И если в этот момент удовольствие мое оказалось намного большим, чем изумление, и я даже забыл о присутствии матери, и все мои чувства были прикованы к этому зрелищу, больше того, я даже был счастлив тем, что могу это видеть, то объяснялось это не просто детским любопытством и не только тем, что благодаря моему хайлигендаммскому приятелю, на год-другой старшему, чем я, графу Штольбергу, я был в общем-то уже посвящен в эту тайну, а тем, что во мне неожиданно и одновременно пробудилась целая гамма прежде где-то таившихся вожделений, жестокости, побуждений; мне казалось, это они застали меня с поличным, будто своим визгом барышня разоблачила меня! это зрелище было чувственным озарением, потому что все это связано было не со мной, не с отвлеченным знанием, не с моим приятелем, которого я как-то случайно застукал на болоте, когда, растянувшись на зыбком мху в зарослях тростника, он развлекался своим елдачком, и даже не с моим отцом, а прямо и непосредственно с объектом моего восхищения и влечения: фрейлейн Вольгаст.

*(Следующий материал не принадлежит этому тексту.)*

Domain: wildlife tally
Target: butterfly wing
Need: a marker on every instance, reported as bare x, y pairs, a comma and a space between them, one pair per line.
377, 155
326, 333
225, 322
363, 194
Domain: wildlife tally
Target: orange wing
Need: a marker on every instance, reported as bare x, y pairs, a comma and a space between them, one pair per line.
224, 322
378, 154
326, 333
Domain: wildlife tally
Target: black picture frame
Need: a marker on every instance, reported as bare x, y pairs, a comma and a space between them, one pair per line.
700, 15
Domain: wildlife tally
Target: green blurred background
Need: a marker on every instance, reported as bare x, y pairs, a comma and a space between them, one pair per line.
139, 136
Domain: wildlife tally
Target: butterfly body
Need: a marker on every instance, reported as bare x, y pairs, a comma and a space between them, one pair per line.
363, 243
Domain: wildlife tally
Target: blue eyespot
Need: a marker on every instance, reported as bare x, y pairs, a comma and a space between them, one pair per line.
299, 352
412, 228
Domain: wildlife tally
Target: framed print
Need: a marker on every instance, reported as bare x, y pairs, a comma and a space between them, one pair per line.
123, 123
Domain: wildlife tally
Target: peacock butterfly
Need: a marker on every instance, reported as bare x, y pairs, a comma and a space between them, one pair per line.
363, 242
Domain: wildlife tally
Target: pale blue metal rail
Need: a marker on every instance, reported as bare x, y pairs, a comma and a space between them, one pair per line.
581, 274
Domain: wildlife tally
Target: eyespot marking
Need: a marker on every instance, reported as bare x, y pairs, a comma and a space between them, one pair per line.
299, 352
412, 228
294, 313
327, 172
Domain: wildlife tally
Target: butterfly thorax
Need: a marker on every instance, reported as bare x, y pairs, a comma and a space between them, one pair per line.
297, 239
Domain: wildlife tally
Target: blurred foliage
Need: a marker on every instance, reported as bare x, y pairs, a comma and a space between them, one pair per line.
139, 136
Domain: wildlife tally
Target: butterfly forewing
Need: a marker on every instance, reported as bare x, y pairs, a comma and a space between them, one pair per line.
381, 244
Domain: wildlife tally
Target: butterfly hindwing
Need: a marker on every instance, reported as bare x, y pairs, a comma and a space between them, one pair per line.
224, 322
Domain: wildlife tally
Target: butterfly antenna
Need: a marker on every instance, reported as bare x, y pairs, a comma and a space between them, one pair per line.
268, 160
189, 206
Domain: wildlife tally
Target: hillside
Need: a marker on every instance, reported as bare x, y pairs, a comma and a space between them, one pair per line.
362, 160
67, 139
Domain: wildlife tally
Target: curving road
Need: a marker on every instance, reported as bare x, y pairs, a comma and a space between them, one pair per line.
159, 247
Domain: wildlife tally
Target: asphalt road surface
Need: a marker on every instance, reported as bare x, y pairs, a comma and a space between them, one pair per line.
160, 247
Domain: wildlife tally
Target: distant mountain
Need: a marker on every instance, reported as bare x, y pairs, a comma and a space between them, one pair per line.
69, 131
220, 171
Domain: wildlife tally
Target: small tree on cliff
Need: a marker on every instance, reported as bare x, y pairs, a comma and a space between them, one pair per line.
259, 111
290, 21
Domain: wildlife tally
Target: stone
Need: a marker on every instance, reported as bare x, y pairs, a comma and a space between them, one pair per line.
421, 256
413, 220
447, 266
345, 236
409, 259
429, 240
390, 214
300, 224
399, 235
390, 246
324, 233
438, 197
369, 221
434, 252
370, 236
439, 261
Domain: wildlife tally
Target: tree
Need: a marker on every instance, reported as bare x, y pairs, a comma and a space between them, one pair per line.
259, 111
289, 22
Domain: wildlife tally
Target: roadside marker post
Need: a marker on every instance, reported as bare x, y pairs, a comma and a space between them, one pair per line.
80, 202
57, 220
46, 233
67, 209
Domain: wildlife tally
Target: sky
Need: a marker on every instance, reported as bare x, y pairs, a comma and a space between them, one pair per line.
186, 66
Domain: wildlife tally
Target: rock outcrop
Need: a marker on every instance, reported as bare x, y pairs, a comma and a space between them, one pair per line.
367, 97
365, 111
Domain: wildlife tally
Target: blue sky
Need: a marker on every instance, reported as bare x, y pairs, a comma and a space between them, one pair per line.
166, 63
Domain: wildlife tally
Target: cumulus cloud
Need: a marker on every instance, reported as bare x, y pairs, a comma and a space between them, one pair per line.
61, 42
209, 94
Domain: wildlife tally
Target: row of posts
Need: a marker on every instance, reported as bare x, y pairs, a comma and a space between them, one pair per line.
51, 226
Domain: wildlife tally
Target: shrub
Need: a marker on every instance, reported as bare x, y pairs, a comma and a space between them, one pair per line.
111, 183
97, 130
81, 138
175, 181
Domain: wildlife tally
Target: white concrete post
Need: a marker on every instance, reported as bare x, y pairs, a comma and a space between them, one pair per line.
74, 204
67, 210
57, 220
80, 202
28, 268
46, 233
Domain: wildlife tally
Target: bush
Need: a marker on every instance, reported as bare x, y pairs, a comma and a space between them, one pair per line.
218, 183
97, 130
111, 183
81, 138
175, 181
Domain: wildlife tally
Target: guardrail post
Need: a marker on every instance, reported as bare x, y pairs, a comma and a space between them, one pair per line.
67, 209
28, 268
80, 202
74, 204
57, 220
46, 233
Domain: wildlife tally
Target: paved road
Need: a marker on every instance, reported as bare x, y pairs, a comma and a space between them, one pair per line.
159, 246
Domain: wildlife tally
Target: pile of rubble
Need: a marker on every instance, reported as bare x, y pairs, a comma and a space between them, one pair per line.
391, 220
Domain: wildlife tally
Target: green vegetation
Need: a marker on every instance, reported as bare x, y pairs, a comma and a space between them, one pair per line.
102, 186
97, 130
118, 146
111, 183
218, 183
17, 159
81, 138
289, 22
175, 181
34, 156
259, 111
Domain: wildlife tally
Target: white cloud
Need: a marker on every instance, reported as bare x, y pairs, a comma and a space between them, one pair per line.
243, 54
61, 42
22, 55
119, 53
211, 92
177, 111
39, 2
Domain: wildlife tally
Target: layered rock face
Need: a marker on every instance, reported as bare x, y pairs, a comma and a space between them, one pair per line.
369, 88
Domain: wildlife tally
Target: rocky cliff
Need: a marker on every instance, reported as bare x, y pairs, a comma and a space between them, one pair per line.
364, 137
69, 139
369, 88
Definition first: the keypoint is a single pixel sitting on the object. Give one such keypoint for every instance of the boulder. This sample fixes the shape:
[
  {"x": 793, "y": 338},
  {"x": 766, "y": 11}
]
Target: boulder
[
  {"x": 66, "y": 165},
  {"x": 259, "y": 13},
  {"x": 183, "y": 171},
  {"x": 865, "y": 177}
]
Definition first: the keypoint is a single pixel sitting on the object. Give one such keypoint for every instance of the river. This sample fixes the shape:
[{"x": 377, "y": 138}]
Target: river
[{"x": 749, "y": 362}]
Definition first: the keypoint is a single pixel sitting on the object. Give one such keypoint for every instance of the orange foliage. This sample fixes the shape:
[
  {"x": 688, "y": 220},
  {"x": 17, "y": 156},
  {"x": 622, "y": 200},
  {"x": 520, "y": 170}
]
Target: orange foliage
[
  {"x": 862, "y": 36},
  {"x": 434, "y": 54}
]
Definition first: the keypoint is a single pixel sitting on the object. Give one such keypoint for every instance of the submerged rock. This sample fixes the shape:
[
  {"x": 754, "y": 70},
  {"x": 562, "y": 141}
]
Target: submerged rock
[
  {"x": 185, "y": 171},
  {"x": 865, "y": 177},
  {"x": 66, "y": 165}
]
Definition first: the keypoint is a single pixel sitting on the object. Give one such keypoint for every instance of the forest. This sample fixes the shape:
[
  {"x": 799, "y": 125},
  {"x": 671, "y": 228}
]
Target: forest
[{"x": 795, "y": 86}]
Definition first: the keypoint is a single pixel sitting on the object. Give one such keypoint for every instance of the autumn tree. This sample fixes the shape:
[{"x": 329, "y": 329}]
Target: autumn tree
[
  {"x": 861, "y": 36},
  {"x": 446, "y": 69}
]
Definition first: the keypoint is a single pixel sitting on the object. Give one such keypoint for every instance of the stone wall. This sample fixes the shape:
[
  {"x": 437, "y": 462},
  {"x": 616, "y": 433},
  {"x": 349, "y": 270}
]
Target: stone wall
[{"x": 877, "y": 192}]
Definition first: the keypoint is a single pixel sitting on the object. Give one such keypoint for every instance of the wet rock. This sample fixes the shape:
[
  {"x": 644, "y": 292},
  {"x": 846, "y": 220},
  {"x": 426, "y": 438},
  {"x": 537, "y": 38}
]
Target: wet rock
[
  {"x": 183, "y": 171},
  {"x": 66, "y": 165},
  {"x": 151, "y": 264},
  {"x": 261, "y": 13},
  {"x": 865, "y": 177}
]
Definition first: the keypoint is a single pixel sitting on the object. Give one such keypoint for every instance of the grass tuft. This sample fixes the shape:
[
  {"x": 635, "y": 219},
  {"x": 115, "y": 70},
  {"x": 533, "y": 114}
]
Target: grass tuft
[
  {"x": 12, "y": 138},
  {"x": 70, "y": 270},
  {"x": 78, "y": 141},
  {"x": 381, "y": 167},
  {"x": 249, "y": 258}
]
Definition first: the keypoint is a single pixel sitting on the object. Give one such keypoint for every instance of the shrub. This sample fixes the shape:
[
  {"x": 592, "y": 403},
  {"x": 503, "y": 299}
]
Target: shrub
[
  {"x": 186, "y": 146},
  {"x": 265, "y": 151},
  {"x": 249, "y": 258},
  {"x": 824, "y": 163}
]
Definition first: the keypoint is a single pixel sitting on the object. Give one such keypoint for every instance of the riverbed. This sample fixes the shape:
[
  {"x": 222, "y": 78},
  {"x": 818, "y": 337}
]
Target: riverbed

Так, следовательно, не остались без последствий все эти мои ночные вылазки, когда мне хотелось побыть одному на нашей общей террасе, и все же я радовался, если заставал ее там и она привлекала меня к своему жаркому от постели и бессонницы телу?
Ее тело так и лучилось красотой, хотя ее красота заключалась не в стройности форм, не в правильности черт лица, а, я бы сказал, в ее плоти, ее красоту горячо излучала кожа; и хотя любой мог видеть, что с эстетической точки зрения ее формы и линии были вовсе не идеальны, ее притягательность все же была несравнима ни с какими так называемыми идеалами; счастье еще, что своим ладоням мы доверяем гораздо больше, чем сухим постулатам эстетики! и поспешу заметить, что от этого смутного и глубинного воздействия не могла уклониться даже моя мать, весьма склонная подчиняться разного рода сухим предписаниям, но в данном случае она тоже предпочитала верить своим глазам и к барышне относилась восторженно, буквально боготворила ее и даже заигрывала с мыслью, почему бы не стать им такими же задушевными подругами, какими друзьями были мой отец и Фрик; ее сверкающие доверчивые карие глаза, пышущая здоровьем, по-южному смуглая, чуть ли не цыганская кожа, туго обтягивая широкие скулы, взволнованные подвижные ноздри аккуратного носика и полные ярко-красные губы, словно бы рассеченные ритуальным мечом не только по горизонтали, но и по вертикали, производили свое впечатление и на мать, и она, несмотря на подтрунивание отца над «вульгарной на самом-то деле барышней», прощала ей непомерную шумливость, закрывала глаза на граничащую с невоспитанностью фамильярность и, кажется, не смущалась даже заметной уже по ее плоскому низкому лбу недалекостью, которую барышня не только что не пыталась как-то уравновесить сдержанным поведением, но, напротив, подчеркивала своей разнузданностью; словом, тело, лежавшее сейчас на полу, было знакомо мне; ее маленькие, чуть расходящиеся в стороны плотные груди, ее талия, которая благодаря ловко скроенным нарядам казалась гораздо тоньше, чем на самом деле, и бедра, обширность которых платья, напротив, эффектно подчеркивали: все это было знакомо мне, ведь в те ночи, когда бессонница и томление заставляли ее выйти на террасу, она с материнской, но немного утрированной и, как мне теперь ясно, предназначенной моему отцу нежностью прижимала меня к себе, я узнал это тело во всем его непропорциональном и нескрываемом совершенстве и научился им наслаждаться; на ней не было даже халата, а через тонкий шелк ночной рубашки можно было ощутить все, даже мягкую поросль ее лобка, которого как бы невзначай касалась моя рука, ну и, конечно же, изумительный аромат, в который я погружался.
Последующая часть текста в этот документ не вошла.